2007-06-14 Thread Rob Landley
On Thursday 14 June 2007 18:24:42 David Schwartz wrote:
> I don't know who you are talking to or what you are talking about. I
> haven't seen anybody doing what you claim in this thread or anywhere else
> and I certainly am not.

I'm asking what is the _point_ of the discussion?

Linux, the project, is available under GPLv2 only.   It is not available under 
GPLv3, and its maintainers (both Linus, his lieutenants, and numerous other 
contributors) have expressed an explicit desire NOT to license it as such.

So what are the people talking about GPLv3 trying to accomplish?  Are they:

A) Trying to unanimously change the mind of Linus, his lieutentants, and all 
the other contributors who have spoken up in favor of GPLv2 only, so that 
future versions of Linux grew a new license?  (Doesn't matter if this new 
license is GPlv3, MPL, or BSD.  It's a new license Linux is not currently 
distributed under.  Bits of Linux are separately distributed under other 
licenses such as BSD, but Linux is not and won't be any time soon.)

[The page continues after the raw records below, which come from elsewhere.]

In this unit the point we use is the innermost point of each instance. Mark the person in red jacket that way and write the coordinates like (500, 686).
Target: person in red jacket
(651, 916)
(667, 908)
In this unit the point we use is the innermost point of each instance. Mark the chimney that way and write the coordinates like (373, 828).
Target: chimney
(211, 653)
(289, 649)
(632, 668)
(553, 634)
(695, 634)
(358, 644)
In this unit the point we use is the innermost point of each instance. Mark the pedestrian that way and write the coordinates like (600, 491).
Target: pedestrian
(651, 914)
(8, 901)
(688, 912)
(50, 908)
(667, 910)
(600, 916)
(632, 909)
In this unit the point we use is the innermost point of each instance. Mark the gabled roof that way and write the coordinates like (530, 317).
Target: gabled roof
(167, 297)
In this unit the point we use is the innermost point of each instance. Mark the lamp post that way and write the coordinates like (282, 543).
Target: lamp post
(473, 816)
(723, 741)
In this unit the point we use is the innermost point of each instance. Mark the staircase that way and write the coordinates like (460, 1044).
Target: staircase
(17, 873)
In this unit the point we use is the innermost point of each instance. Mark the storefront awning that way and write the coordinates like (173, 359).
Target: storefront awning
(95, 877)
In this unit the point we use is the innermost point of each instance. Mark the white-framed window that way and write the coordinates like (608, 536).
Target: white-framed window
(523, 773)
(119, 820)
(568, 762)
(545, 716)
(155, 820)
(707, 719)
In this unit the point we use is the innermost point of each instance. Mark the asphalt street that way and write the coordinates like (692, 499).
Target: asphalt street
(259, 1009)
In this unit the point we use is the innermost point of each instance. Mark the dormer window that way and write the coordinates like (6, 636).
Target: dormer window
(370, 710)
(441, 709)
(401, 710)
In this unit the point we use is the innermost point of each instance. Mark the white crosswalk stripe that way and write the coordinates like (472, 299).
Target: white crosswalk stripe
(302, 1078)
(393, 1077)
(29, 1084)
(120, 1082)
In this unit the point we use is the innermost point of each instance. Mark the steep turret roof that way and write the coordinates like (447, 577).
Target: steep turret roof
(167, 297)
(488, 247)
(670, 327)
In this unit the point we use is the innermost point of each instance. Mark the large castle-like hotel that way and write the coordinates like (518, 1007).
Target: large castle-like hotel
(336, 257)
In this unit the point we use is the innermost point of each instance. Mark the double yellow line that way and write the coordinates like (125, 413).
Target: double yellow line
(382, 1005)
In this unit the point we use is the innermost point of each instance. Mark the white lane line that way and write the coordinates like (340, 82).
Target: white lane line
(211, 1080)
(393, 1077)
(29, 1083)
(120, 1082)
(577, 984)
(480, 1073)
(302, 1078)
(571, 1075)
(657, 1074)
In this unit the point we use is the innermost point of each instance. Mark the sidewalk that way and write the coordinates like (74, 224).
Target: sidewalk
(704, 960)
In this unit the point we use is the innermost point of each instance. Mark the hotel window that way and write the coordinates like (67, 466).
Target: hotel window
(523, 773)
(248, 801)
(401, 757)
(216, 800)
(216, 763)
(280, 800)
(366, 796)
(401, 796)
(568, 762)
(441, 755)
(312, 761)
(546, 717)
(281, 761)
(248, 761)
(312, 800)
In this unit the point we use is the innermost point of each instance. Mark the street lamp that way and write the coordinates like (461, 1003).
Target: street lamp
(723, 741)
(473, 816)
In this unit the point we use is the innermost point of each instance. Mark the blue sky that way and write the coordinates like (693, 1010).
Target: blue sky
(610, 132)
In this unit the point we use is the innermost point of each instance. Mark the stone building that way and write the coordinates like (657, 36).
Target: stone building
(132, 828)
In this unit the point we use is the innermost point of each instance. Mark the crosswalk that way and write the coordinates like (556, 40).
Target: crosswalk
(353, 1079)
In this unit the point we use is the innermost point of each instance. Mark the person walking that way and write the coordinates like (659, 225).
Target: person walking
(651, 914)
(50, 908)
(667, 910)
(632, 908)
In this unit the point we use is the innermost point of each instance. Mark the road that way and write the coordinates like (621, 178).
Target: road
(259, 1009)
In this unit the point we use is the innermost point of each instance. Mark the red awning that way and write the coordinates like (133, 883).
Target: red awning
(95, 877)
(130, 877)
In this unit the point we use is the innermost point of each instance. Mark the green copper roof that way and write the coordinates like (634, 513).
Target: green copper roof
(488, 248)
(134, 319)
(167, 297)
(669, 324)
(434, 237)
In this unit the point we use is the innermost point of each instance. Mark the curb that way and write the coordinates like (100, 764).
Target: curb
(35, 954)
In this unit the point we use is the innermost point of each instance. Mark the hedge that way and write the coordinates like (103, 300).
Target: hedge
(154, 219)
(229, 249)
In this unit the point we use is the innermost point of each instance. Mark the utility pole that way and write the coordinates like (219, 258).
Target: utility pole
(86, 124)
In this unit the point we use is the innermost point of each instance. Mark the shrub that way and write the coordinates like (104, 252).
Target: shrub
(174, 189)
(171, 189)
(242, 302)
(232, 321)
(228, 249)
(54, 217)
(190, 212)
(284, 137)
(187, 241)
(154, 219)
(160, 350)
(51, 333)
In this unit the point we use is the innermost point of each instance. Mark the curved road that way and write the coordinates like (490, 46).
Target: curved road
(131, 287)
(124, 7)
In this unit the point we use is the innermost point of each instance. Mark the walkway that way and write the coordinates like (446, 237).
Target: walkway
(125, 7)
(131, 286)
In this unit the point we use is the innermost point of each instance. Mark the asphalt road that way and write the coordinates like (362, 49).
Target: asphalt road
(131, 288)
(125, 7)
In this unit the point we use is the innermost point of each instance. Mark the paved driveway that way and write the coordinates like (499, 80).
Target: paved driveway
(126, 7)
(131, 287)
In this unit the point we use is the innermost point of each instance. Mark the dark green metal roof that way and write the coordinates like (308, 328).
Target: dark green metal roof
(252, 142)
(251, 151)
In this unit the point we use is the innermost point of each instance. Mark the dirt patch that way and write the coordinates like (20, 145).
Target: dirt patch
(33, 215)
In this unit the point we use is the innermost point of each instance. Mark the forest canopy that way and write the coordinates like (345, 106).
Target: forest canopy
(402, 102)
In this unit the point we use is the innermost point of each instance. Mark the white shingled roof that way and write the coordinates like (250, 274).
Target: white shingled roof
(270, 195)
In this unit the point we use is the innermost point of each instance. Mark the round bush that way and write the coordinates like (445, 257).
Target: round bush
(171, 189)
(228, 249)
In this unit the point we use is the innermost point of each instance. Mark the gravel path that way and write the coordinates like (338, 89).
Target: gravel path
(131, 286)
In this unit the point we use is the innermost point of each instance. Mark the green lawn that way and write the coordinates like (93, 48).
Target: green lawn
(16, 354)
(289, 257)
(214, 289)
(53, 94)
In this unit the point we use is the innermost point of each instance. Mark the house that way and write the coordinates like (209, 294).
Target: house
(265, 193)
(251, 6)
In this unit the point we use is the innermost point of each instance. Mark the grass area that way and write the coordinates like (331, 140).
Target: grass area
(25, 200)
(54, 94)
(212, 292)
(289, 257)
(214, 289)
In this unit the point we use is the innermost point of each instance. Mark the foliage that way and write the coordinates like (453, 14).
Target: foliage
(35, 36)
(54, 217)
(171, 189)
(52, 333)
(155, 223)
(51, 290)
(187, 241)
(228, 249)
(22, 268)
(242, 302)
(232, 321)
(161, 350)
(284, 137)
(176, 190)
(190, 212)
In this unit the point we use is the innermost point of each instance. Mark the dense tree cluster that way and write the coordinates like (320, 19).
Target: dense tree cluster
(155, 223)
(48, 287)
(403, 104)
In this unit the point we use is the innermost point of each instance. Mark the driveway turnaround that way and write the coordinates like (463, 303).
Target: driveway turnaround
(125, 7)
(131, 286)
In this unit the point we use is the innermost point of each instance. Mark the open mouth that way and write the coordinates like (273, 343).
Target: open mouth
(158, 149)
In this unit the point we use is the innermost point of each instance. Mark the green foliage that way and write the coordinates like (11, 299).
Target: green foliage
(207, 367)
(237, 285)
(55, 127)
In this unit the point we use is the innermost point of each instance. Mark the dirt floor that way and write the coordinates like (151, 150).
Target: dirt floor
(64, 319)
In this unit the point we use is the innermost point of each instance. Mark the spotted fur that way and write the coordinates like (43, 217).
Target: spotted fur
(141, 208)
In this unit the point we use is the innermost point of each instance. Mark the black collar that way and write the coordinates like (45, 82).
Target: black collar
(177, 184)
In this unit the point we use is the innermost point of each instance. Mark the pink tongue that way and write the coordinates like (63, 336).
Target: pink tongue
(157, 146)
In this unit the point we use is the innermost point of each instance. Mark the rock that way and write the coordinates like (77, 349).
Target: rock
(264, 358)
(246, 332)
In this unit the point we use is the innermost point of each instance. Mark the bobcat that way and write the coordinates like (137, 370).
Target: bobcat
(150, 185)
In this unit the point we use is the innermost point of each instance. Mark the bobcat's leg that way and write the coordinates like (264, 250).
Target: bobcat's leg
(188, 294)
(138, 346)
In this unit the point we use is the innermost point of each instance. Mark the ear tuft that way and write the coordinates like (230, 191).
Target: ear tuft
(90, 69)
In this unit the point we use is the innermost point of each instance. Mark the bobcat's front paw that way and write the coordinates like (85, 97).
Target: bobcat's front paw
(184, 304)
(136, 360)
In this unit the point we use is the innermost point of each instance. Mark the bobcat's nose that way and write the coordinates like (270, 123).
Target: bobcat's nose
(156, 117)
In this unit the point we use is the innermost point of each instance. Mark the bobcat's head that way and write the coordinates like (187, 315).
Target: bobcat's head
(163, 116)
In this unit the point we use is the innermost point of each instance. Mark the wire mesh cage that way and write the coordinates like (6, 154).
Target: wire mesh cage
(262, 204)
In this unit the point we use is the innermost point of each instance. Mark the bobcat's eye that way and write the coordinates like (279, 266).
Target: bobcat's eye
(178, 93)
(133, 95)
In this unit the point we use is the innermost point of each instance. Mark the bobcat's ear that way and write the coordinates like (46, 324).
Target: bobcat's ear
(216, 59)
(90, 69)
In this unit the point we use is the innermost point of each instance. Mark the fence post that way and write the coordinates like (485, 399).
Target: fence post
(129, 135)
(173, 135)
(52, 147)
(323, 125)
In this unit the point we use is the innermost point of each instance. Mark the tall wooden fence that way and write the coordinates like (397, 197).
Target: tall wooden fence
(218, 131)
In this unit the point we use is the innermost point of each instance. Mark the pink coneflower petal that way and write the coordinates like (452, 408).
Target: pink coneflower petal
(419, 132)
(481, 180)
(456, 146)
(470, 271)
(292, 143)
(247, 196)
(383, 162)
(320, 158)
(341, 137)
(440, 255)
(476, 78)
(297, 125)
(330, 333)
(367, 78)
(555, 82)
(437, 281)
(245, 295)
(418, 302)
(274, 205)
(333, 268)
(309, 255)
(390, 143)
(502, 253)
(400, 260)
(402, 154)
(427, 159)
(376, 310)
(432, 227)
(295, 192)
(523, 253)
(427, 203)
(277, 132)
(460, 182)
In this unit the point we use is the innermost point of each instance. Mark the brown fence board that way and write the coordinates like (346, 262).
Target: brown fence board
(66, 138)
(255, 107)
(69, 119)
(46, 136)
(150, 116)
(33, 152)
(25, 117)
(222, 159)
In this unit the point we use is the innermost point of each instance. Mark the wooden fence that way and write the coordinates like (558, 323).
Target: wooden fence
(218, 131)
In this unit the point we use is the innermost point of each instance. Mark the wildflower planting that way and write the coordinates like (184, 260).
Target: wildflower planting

B) Proposing the creation of a fork of Linux which identifies and replaces all 
the code that can't be licensed under GPLv3?

C) Moving to another codebase (Solaris?  The Hurd) and trying to identify 
Linux code that can be ported to that other OS under another license?

D) Blowing smoke to no actual purpose?

Right now, it's looking like D.  Is there an E that I'm not seeing?